The high representation of neutrophil-specific genes among the top DEGs in the whole blood transcriptomics analysis, despite their low relative abundance in mice⁴⁰, encouraged further exploration of vaccine-specific responses in these cells. Neutrophils are underrepresented in scRNA-seq data as there are technical difficulties associated with their isolation, stability, and preservation that existing pipelines are not yet fully suited to handling⁴¹. The neutrophils sequenced in the present study yield information about the neutrophil-specific response to immunisation and indicate transcriptional divergence at the single cell level in mice who received concomitant administration of 4CMenB when compared with the routine group. It is interesting to note that the two genes responsible for the clustering of OMV groups in the whole blood transcriptomic PCA, Lcp1 and Plek, were among the most expressed genes in the concomitant group neutrophils, indicating that the OMV component of 4CMenB may be responsible for this transcriptional activity.

Finally, the stimulation of cognate receptors on BECs at the blood-brain-barrier by the circulating proinflammatory cytokines IL-6 and IL-1β is known to induce prostaglandin synthesis and is the accepted model of inflammation-induced fever⁴². TNFα also contributes to inflammation-induced fever by stimulating the production of other cytokines⁴³. The expression of the receptors for these pyrogenic cytokines and the key PGE₂-synthesising enzymes on BECs was quantified. Significant upregulation of mPGES-1 and COX-2 on BECs from 4CMenB- or OMV/E. coli LPS-immunised mice indicates that these antigens elicit the strongest indicators of fever at the neurological level. These results are consistent with a study examining the BEC transcriptional response to LPS-induced fever where the expression of the genes Il1r1, Il6ra, Ptges, and Ptgs2 were significantly upregulated⁴⁴. Contrary to their findings however, the TNFα receptor genes Tnfrsf1a and Tnfrsf1b were found to be significantly downregulated in response to 4CMenB or OMV-immunisation, suggesting that this cytokine may be produced rapidly and transiently following immunisation, thereby downregulating expression of its receptor through a homeostatic response, or may play an indirect role in the mediation of the febrile responses to these vaccines by stimulating the production of IL-1β and IL-6 from other cells.

Conclusions

These data show that a mouse model is suitable for study of reactogenicity of vaccines with comparable increases in fever with concomitant 4CMenB immunisation, as compared with routine immunisation, and corresponding transcriptomic changes.

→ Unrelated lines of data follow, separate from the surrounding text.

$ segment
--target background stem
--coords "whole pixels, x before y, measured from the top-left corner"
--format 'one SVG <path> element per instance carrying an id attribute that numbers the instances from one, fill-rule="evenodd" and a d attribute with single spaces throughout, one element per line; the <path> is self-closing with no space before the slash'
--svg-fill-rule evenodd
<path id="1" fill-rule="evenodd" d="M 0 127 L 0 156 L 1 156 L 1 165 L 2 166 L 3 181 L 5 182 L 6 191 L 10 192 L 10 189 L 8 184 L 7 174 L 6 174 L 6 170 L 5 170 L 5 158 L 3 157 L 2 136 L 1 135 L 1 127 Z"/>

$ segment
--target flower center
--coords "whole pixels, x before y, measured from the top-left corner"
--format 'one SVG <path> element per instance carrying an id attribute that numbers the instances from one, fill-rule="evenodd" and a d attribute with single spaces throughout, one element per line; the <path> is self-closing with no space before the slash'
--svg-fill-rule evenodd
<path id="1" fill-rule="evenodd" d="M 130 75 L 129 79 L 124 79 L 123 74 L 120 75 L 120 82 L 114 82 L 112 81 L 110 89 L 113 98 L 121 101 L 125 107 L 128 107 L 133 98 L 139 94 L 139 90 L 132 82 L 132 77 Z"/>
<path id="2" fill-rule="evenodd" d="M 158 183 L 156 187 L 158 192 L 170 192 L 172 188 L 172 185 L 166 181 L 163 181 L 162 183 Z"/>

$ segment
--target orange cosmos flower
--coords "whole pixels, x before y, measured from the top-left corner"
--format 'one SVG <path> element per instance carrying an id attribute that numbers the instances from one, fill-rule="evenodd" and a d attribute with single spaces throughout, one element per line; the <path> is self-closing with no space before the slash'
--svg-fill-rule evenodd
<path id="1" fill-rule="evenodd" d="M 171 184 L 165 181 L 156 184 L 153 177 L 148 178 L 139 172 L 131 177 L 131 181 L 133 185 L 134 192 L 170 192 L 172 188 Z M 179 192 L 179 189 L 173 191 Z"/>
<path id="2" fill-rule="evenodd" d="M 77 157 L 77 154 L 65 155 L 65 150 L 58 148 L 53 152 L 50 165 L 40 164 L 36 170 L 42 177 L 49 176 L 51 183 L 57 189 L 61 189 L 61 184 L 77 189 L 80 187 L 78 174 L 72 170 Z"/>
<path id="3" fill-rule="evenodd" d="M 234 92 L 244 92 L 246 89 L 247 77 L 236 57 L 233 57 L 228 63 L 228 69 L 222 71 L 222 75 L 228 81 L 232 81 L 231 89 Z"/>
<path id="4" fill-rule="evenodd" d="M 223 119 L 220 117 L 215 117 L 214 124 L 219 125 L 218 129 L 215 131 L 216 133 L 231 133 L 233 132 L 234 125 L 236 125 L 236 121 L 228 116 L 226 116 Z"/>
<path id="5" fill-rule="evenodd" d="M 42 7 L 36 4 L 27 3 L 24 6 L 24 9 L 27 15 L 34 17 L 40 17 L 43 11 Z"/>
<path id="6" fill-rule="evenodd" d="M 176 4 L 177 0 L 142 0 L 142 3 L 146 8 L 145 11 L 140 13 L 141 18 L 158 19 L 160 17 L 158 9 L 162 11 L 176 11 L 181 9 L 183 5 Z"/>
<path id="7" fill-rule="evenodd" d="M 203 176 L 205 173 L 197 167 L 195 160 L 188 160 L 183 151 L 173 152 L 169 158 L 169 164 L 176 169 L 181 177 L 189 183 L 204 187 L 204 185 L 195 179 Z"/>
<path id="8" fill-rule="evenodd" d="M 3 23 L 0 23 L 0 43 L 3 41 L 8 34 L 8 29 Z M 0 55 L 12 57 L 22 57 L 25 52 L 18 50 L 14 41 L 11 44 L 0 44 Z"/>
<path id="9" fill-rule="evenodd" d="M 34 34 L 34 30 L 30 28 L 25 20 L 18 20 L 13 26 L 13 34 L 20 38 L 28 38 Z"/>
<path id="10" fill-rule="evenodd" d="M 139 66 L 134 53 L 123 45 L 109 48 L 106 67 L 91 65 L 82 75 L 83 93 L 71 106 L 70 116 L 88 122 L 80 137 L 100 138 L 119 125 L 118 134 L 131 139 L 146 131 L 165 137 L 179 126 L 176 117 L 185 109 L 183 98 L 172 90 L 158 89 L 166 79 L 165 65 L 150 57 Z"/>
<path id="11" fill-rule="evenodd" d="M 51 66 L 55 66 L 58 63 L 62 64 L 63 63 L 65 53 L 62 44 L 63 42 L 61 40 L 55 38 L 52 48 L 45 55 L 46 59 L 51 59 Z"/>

Furthermore, the rise in temperature associated with this vaccine can be attributed to the endotoxin-containing OMV component of the vaccine and not the recombinant proteins. High-throughput sequencing allowed for the identification of a distinct bacterial gene expression signature that distinguished the transcriptional response to OMVs from that of the other 4CMenB constituents. This response is primarily elicited by the endotoxin found in these vaccines, but could also be exacerbated by other bacterial outer membrane antigens, and results in the upregulation of neutrophil-specific inflammatory markers. The systemic responses induced by 4CMenB and wild-type OMVs are transduced at the blood brain barrier, manifesting in the upregulation of PGE₂ synthesis genes that mediate the final stages of fever induction. These data demonstrate that mice immunised with OMV-containing vaccines exhibit the immunological hallmarks of fever and the presence of hexa-acylated endotoxin determines their pyrogenicity.

Methods

Ethics statement

All procedures were performed in accordance with the terms of the UK Home Office Animals Act Project License. The University of Oxford Animal Care and Ethical Review Committee approved procedures.

Vaccines and antigens

4CMenB (Bexsero®, GlaxoSmithKline), DTaP-IPV-Hib (Pediacel®, Sanofi Pasteur), PCV13 (Prevnar 13®, Wyeth Lederle Vaccines S.A.), and PBS (Sigma-Aldrich) were used for routine versus concomitant experiments. 50 μg of each of the three 4CMenB recombinant proteins – fHbp, NadA, and NHBA (Bexsero®, GlaxoSmithKline) – were diluted in PBS and combined with an equal volume of alum (Sigma-Aldrich). 25 μg of NZ98/254 dOMVs (GlaxoSmithKline), H44/76 dOMVs (Oxford Vaccine Group), and lpxL1 nOMVs (Oxford Vaccine Group) were prepared in the same manner. E. coli LPS (from E. coli O111:B4, Invivogen) was diluted in PBS to a concentration of 5 μg/mL and diluted 1:2 in alum. MVA (Oxford Vaccine Group) was diluted in PBS to a concentration of 5 × 10⁸ infectious units per mL.

Mouse immunisations

Immunisations were performed under general anaesthesia, using six–eight-week old female C57BL/6 (Harlan) mice (6 per group). A maximum total volume of 100 μL of vaccine/antigen was administered to each animal intramuscularly (IM) in accordance with the Project License, hence vaccines with a 500 μL administration volume for humans were restricted to 1/5 of the human dose in mice or 1/15 of the human dose if administered as part of a three-vaccine combination. For experiments testing a single vaccine/antigen per group, 50 μL of vaccine was injected into each leg of each mouse and for experiments testing three-vaccine combinations 33 μL of each vaccine was injected into the left, lower right, and upper right thigh of each mouse. Intraperitoneal immunisation would have allowed for a higher dose of vaccine, but IM immunisation was preferable to mimic the human infant immunisation. Vaccine/antigens were administered 21 days apart. Cardiac bleeds were performed 24 hours after the second dose of vaccine. Blood for RNA-seq experiments was transferred to RNAprotect® Animal Blood Tubes (QIAGEN) containing RNA-stabilising reagent and incubated at room temperature for two hours to lyse blood cells. For neutrophil isolation, blood was transferred to cryovials containing of heparin sodium (Fannin) anti-coagulant at a ratio of 15 μL per mL of blood.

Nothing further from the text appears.